Another Supreme Court Patent-Related Opinion

Posted Tuesday, May 1, 2012.

Earlier this year, I wrote that the U.S. Supreme Court takes about one patent case a year. Last month, the Court made a liar out of me, having earlier taken a second patent case and subsequently issuing an opinion in the case of Kappos v. Hyatt.

“Kappos,” is David Kappos, the current Director of the United States Patent and Trademark Office. “Hyatt” is Gilbert Hyatt, a significant figure in the patent world. Mostly, I like this case because of the complicated procedural history.

Mr. Hyatt had applied for a patent, been rejected, and appealed to the USPTO Board of Patent Appeals and Interferences (BPAI). The BPAI affirmed the rejection. At that point, Hyatt had two choices, as all inventors who lose at the BPAI do. He could have appealed the rejection to the Court of Appeals for the Federal Circuit, but instead, he chose Option Two.

Option Two for a disappointed applicant is to file a suit against the Director of the USPTO, asking the court to require the Director to issue the patent. Applicant’s may go this route if they want a judicial proceeding where they can present new evidence that wasn’t already in the record of the patent prosecution. At the CAFC, the appeal (like all appeals) is limited to consideration of the facts already in the record, so if an applicant wants consideration of new evidence the proper route is to sue in the district court in which the USPTO resides.

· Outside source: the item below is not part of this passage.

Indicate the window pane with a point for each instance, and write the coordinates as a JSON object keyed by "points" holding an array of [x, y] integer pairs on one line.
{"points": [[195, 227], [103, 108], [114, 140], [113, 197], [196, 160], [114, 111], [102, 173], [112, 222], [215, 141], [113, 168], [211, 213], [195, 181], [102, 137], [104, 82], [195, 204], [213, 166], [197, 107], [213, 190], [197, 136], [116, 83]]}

The D.C. District Court ruled against Mr. Hyatt, refusing to hear new evidence. Hyatt appealed yet again, asking the CAFC (the court with exclusive jurisdiction to hear patent matters) to remand the case to the DDC with instructions to consider Hyatt’s new evidence. An en banc panel of the CAFC agreed with Hyatt, at which point the USPTO appealed to the Supreme Court.

You can read more about the ruling here, but the bottom line is that the Supreme Court affirmed the en banc panel of the CAFC. Disappointed patent applicants who bring suit in the district court to compel the USPTO to issue the patent will continue to be able to introduce new evidence and have it be considered by the court as any new evidence would be.